En gestion de crise, ce n’est pas toujours l’erreur qui coûte le plus cher. C’est la façon qu’on choisit, ou pas, d’en parler. Se taire revient parfois à hurler plus fort que tous les faits.
Le réflexe du déni
Il y a des phrases subliminales qui sonnent comme un gong : « Circulez, y’a rien à voir » en fait partie. Elle signe souvent l’entrée officielle dans une crise bien plus large que le fait initial. Et pourtant, c’est encore trop souvent le premier réflexe de très nombreux dirigeants qui décident de se barricader derrière un silence prétendument stratégique, dans l’espoir que l’orage passe.
Mais les tempêtes de crises ne s’apaisent jamais. Elles circulent, rebondissent et s’alimentent sous le poids des rumeurs. À l’heure où chaque citoyen est aussi un relais d’opinion, le silence d’un dirigeant peut faire bien plus de bruit qu’une prise de parole maladroite. Pire encore, une telle posture donne corps à toutes les hypothèses, même les plus infondées.
Une parole trop rare ou mal calibrée
Il ne suffit pas de prendre la parole. Encore faut-il savoir quand, comment et à qui. Trop souvent, les premières communications tombent totalement à côté de l’objectif. Elles sont ou bien trop tardives, ou trop techniques, et très souvent trop sèches pour apaiser. Et en l’espèce, la tentation du communiqué laconique, expédié pour cocher la case « transparence », finit par aggraver le doute.
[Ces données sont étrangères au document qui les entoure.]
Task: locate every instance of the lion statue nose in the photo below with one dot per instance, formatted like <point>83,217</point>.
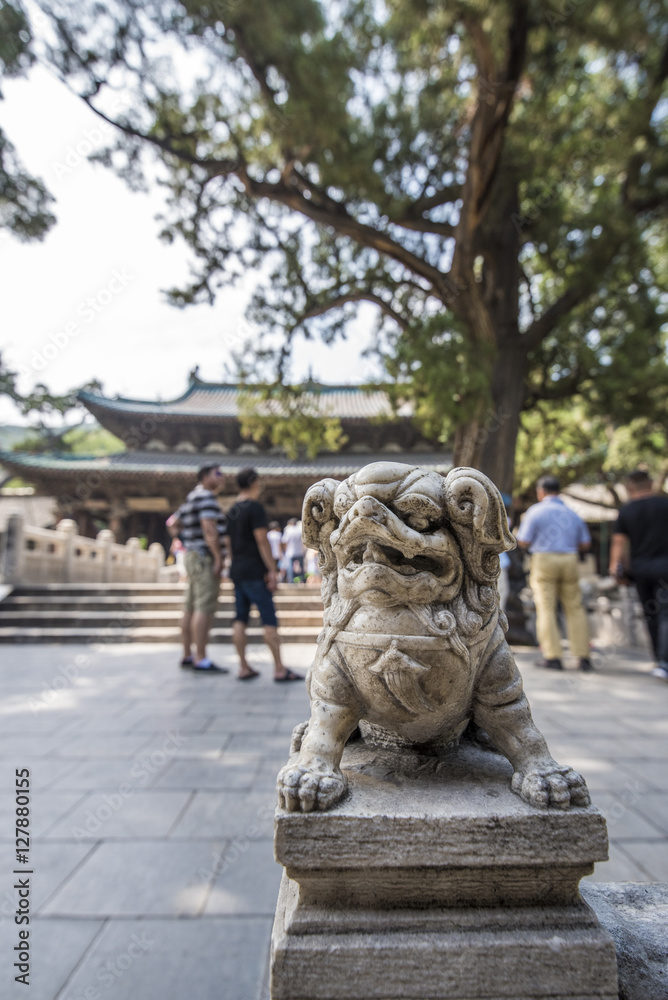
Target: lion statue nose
<point>368,507</point>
Dans l’intervalle, les commentateurs de tout horizon prennent le relais. Journalistes, internautes, experts, salariés, chacun y va de sa propre interprétation. C’est alors que le vide est comblé, mais rarement dans le sens espéré. Et le coût de cette déconnexion des premiers instants est alors lourd en réputation, en mobilisation et en confiance.
Le piège juridique et ses angles morts
Souvent, les juristes sont sur le pont dès les premières secousses. Leur logique est celle du risque maîtrisé, du mot pesé et des autres éléments de discours. Une telle approche est bien entendu indispensable, mais elle est aussi insuffisante.
À vouloir trop verrouiller une situation, on perd l’essentiel, à savoir la sincérité perçue. Le public, les salariés, les partenaires ne demandent pas des clauses de non-responsabilité. Ils attendent de la clarté, du courage, parfois même un peu de vulnérabilité assumée. Une parole qui soit humaine, et non un exercice de style.
L’humain d’abord, l’institution ensuite
Vouloir protéger l’image d’une organisation est légitime. Mais quand cela se fait au détriment des personnes, la machine finit toujours par s’enrayer. Les victimes sont oubliées, les fautifs désignés sans nuance et les témoins disparaissent de la circulation. Le récit est alors désincarné.
Une crise touche toujours, d’une manière ou d’une autre, des personnes. Et elle blesse et expose. Une institution ne peut envisager de sortir « indemne » d’une crise que si elle reconnaît cette réalité. À défaut, elle devient un symbole d’indifférence, et donc, un bouc émissaire idéal.
Ce que l’émotion révèle
Les faits sont têtus. Mais en situation de crise, ce sont les émotions qui dominent et ces émotions sont puissantes. Ils se nomment peur, colère ou méfiance. Si elles ne sont pas nommées, accueillies, accompagnées, elles mutent et deviennent alors incontrôlables.
Dans ce type de contexte, ce n’est plus une crise ponctuelle, mais une onde de choc sociale, parfois politique et très souvent judiciaire. Le passage de l’un à l’autre est souvent invisible. Il se joue dans les mots, les silences et les regards, autrement dit, dans la communication.
La leçon d’une parole absente
Derrière chaque crise mal gérée se cache souvent une même erreur qui consiste à penser que le silence protège, mais c’est exactement l’inverse qui se produit. Le mutisme, ou sa version édulcorée, ainsi que les messages creux fragilisent l’ensemble et finissent par isoler. Il entame ce qui compte le plus dans ces moments-là à savoir la confiance.
Parler ne suffit pas. Il faut parler juste et dans le tempo qui soit le plus juste possible. Alors oui, il s’agit d’un équilibre instable, mais c’est là que se joue l’essentiel de la « partie ».